Тына я, Тына – родина моя…
Ох... рассказать кому, так ведь засмеют, ей богу! А кто и осудит...
Ну, что было, то было.
Жили мы тогда в старом доме, от цирка недалёко, дверь в дверь с
дочкой Зинаидой. Зять мой, Степан, хоть и молодой, но мастер был
на все руки и до любой работы большой охотник. Мебель
добротну сладить – пожалуйста, крышу железом покрыть-починить –
пожалуйста, корыто ли буржуйку с трубой сколотить – всегда
готов! Кто чего ни попросит, бывало, всё умел, никому не
отказывал. Оно ещё чего удивительно-то, много ли молодых умеют
хотя бы гвоздок в стенку вколотить? Вот, то-то и оно... А
Степану уменье от отца досталось. Стёпка за счёт уменья-то
своего деньги хо-оррошие зарабатывал.
С Зинкой ладно жили. Троих детей нарожали. А чего не рожать? Дом –
полна чаша. Поись, обуть-одеть есть. С ребятёшками опять же я
помогала. Веришь, прям, нарадоваться не могла, ей-богу. Ну,
думаю, у самой жизь не удалась, так хоть дочке повезло с
мужиком. Не пьёт-не курит. Все деньги – в дом. В будни он в
жестяной мастерской работал, а по выходным Степана нарасхват
созывали в ближние деревни на халтуру – ладить, кому чего.
Работы ши-ибко много было, ну он и возьми себе в помощники-то
соседа Ромку, парня женатого, но шарамыжного-о... О-ой...
Двоих детей настругал, нигде не работал. В доме – шаром
покати, а он пил чуть не кажный божий день. Откуда деньги брал,
чёрт его знат... Я всё боялась:
– Cмотри, Степан, Ромка – парень непутёвый, кабы пить да гулять не научил...

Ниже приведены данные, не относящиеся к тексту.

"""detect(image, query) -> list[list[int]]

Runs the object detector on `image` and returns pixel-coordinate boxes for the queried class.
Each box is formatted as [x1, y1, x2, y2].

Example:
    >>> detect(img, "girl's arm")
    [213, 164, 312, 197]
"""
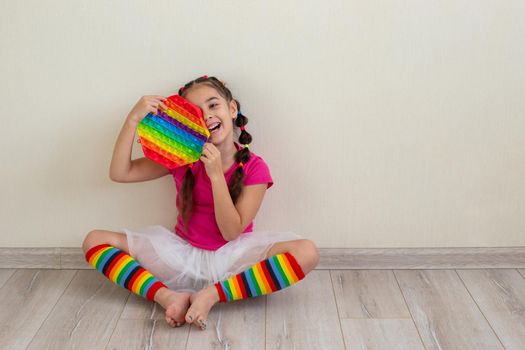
[109, 96, 169, 182]
[211, 176, 267, 241]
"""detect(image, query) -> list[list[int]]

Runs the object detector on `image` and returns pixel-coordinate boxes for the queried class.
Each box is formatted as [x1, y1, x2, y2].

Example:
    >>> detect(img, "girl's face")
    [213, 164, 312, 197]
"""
[184, 84, 237, 145]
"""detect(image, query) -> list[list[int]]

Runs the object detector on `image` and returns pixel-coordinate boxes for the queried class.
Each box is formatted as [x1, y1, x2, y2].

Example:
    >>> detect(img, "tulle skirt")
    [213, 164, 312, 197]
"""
[117, 225, 302, 292]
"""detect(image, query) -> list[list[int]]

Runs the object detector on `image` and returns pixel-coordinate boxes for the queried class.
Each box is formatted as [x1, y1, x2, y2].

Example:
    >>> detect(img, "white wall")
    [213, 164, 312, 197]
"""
[0, 0, 525, 248]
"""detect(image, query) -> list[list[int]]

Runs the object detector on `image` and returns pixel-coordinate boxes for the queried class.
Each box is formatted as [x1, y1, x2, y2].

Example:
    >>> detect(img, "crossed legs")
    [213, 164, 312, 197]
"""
[82, 230, 319, 330]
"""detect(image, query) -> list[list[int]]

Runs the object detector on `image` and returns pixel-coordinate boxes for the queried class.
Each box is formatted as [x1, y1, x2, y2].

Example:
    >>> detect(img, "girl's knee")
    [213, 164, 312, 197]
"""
[82, 230, 128, 253]
[292, 239, 319, 273]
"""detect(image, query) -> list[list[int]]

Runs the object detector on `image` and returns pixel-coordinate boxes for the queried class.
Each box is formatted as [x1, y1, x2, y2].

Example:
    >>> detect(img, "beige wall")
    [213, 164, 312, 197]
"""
[0, 0, 525, 248]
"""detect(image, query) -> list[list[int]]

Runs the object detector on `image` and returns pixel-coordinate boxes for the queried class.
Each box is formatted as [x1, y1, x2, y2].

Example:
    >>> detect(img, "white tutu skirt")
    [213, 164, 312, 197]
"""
[116, 225, 302, 292]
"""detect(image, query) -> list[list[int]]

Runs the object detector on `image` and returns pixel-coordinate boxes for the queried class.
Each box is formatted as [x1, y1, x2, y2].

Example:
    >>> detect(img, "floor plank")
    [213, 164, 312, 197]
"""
[0, 269, 76, 349]
[330, 270, 411, 319]
[341, 318, 425, 350]
[266, 270, 344, 350]
[394, 270, 503, 350]
[28, 270, 129, 350]
[0, 269, 16, 288]
[187, 296, 267, 350]
[458, 269, 525, 349]
[107, 294, 190, 350]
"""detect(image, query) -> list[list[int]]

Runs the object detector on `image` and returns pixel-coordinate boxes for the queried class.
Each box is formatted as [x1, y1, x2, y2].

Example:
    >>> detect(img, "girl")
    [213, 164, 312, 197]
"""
[83, 76, 319, 330]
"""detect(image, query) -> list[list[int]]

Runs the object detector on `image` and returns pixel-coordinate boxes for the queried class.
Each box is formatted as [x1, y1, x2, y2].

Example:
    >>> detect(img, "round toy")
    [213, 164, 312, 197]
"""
[137, 95, 210, 169]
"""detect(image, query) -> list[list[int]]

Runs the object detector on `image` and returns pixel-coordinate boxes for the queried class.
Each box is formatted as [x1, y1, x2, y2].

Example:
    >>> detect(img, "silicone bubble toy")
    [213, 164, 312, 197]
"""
[137, 95, 210, 169]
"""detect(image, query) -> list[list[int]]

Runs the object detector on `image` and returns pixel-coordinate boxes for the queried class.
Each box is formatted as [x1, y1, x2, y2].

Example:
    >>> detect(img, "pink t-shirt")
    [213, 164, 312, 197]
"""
[171, 143, 273, 250]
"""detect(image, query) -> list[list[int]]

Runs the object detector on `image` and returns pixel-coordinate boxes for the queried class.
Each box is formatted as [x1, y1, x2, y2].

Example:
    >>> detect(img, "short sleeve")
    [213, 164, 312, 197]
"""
[243, 155, 273, 188]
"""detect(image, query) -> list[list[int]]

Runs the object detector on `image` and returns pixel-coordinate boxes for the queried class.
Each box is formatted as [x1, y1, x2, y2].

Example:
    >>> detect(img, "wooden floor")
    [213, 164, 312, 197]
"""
[0, 269, 525, 350]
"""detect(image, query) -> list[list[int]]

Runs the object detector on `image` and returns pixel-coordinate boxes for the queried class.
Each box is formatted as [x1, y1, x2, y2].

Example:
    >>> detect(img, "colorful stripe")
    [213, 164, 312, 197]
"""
[86, 244, 167, 301]
[137, 95, 210, 168]
[215, 252, 304, 302]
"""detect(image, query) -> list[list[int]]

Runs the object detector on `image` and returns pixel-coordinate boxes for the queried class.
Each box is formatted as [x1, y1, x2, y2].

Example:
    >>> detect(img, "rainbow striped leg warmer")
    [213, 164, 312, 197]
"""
[86, 244, 167, 301]
[215, 252, 304, 303]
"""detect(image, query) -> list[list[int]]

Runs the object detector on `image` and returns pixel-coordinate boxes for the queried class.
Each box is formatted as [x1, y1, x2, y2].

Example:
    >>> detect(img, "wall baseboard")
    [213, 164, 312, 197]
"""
[0, 247, 525, 270]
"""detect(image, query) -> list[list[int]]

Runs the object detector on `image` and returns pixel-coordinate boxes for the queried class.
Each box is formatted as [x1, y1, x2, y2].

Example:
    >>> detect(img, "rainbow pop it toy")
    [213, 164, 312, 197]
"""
[137, 95, 210, 169]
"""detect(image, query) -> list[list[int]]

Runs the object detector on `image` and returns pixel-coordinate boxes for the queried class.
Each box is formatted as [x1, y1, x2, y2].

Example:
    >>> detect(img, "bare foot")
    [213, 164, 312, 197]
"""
[154, 288, 191, 327]
[185, 284, 219, 330]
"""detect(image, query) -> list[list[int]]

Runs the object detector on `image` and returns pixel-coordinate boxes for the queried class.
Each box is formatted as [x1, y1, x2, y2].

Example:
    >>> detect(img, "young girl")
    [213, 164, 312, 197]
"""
[83, 76, 319, 330]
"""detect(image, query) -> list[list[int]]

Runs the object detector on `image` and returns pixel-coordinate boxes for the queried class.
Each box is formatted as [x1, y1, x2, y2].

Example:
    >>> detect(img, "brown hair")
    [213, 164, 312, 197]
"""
[177, 76, 252, 229]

– Ну, мать, скажешь тоже: «кабы пить не научил»...– передразнивал
он, – Как можно научить пить?.. Разве только руки завязать да
в глотку силком наливать... Ха-ха-ха!..
Много ли мало время-то прошло, только замечаю, зятёк-от мой стал
навеселе домой приходить. Пачку денег торопёхонько бросит на
стол и тут же спать заваливатся. Дальше – больше. Уж и денег с
халтуры своей перестал приносить. Работат-работат, а всё
без толку. Бывалочи, стану говорить-увещевать, а он
ухмыльнётся и – спать. Постепенно Стёпка так к пьянству пристрастился,
что – беда! Спьяну и огрызаться начал. Зинка моя первой-то
молчала – терпела, от меня скрывала, ак скрывай-не скрывай –
шила-то в мешке не утаишь. Потом, конечно, взялась
ругаться. Скандалы пошли, а там уж и драки. (А люди тоже хороши. –
Вместо того, чтобы деньгами за работу платить, так они
четушками рассчитаться торопятся – так дешевше).
В те поры я ещё молодая была, силы немалой. Начнёт, бывало, Стёпка
Зинку колотить, дети орут. Визг, гам... Ой, как вспомню... Я
на крики прибегу, смотрю, он пыхтит, зубами скрипит,
желваками страх возьмётся нагонять, на губах да на глазах пенки
собираются... Тьфу, страмота! Меня увидит – впялится и ну
наскрозь прожигать....
– Ну и чего ты уставился? Не думай, никто тя не испугался! Ишь
взбычился, душегубец проклятый! Ты чего руки распускашь, а?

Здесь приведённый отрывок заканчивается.